Effect of Levosulpiride on Retinal Alterations in Patients With Diabetic Retinopathy and Diabetic Macular Edema

Study Description

Brief Summary

This is a randomized, double-blind, placebo-controlled trial to evaluate the safety and efficacy of levosulpiride to improve retinal alterations due to diabetic macular edema and diabetic retinopathy

Detailed Description

Diabetic retinopathy (DR) and diabetic macular edema (DME) are the primary cause of irreversible blindness and visual impairment in working-age adults. Nearly 80% of patients with diabetes will experience some degree of DR and DME 15-20 years after diagnosis. Altered blood parameters (glucose, lipids, and pressure) influence disease development and progression; however, the combined values of these parameters account for only 10% of the risk of DR. Laser therapy is effective for preserving sight but is poor for reversing visual loss. Anti-angiogenic therapies are effective and less destructive but require frequent intravitreal delivery, which raises the risk of infection and ocular complications.
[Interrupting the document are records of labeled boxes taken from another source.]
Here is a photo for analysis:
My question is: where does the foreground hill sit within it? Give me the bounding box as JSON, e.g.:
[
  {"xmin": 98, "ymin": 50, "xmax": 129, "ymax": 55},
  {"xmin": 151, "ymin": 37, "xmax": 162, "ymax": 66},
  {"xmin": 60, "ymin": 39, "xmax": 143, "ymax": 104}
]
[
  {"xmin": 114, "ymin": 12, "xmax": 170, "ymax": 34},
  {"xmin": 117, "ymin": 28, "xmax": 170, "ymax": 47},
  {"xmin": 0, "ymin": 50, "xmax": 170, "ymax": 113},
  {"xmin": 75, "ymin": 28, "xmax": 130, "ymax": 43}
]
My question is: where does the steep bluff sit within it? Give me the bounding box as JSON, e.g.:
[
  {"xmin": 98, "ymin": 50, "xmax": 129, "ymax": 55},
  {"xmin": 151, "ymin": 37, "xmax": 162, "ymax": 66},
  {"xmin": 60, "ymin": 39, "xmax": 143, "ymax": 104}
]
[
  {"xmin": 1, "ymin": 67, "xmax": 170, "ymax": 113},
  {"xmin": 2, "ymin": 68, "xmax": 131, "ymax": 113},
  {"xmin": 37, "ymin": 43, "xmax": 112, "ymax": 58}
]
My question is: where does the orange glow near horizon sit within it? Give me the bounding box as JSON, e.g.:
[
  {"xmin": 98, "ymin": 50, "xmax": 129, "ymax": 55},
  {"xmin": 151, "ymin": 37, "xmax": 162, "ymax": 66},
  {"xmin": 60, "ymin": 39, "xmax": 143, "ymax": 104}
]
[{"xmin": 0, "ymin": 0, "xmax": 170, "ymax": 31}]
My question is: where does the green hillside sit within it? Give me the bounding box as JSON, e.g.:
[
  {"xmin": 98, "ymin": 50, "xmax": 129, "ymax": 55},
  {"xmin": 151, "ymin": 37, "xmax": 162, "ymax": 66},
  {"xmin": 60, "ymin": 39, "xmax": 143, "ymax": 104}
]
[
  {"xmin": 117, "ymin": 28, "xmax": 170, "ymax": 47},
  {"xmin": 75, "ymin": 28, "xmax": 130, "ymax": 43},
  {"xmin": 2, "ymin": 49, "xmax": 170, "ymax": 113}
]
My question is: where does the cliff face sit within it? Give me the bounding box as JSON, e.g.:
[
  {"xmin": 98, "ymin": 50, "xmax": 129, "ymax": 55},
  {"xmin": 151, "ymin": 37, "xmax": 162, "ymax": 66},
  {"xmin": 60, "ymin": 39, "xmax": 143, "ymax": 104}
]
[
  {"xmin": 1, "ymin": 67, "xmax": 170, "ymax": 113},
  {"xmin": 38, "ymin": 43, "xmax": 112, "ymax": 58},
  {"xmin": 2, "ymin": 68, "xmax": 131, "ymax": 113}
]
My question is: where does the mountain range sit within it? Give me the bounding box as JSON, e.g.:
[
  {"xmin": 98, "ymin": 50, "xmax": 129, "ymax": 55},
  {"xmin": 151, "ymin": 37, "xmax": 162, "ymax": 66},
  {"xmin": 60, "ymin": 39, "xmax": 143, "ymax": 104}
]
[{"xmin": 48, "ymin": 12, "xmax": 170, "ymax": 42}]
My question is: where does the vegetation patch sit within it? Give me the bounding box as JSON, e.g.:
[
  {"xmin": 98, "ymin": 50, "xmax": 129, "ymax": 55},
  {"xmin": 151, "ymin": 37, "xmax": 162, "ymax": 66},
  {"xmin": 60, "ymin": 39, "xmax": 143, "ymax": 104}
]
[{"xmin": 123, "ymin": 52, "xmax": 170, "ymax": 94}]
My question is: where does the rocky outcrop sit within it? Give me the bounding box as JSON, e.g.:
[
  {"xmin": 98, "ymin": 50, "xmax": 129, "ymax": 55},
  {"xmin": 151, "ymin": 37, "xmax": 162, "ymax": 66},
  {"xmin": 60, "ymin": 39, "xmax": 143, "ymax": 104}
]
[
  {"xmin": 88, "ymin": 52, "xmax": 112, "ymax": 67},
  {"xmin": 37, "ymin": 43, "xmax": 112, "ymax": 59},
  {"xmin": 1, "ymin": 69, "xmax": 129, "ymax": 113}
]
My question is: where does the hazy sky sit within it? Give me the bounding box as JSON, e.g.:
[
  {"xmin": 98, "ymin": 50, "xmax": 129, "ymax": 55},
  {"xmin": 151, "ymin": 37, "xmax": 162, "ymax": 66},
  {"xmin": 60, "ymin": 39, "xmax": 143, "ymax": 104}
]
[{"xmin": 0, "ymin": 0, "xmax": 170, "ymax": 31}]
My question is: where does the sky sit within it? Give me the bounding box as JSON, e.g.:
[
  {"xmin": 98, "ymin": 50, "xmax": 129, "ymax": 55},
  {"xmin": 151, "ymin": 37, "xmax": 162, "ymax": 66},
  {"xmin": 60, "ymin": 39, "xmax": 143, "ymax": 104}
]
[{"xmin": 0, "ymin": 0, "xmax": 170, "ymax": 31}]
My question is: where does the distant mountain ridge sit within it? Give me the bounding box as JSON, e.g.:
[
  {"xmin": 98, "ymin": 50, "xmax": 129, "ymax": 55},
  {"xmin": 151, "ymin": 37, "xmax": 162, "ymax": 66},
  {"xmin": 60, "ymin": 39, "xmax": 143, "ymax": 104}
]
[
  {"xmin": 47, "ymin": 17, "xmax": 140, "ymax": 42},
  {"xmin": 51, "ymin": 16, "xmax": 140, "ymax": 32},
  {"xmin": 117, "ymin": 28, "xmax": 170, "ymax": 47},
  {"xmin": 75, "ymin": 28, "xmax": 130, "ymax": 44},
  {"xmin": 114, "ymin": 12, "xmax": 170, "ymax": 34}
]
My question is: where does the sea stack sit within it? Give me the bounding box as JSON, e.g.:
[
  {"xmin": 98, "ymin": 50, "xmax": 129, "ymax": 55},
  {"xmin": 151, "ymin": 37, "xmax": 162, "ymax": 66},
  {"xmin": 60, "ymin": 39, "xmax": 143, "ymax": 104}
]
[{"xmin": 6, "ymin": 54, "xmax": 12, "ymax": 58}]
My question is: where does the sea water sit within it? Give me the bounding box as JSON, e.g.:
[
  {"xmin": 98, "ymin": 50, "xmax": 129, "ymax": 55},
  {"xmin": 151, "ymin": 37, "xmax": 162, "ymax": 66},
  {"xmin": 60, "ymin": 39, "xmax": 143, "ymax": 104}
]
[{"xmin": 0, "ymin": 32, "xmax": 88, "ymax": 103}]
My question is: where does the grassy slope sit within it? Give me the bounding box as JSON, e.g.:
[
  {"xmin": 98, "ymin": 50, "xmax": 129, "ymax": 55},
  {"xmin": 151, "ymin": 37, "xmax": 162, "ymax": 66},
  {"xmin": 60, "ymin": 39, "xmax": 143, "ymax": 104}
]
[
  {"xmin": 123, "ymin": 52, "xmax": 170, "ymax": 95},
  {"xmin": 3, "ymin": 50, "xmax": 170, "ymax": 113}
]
Therefore, the prevention and treatment of DR and DME should include other modifiable factors. Data from preclinical studies support a protective role for the serum levels of the hormone prolactin. The trial investigates a new specific therapy for DR and DME based on elevating the circulating levels of prolactin with the prokynetic, dopamine D2 receptor blocker, levosulpiride. It is a prospective, randomized clinical study in patients with DR and DME in which ophthalmologic and health parameters evaluated before and after starting the study medication will determine the efficacy and safety of treatment.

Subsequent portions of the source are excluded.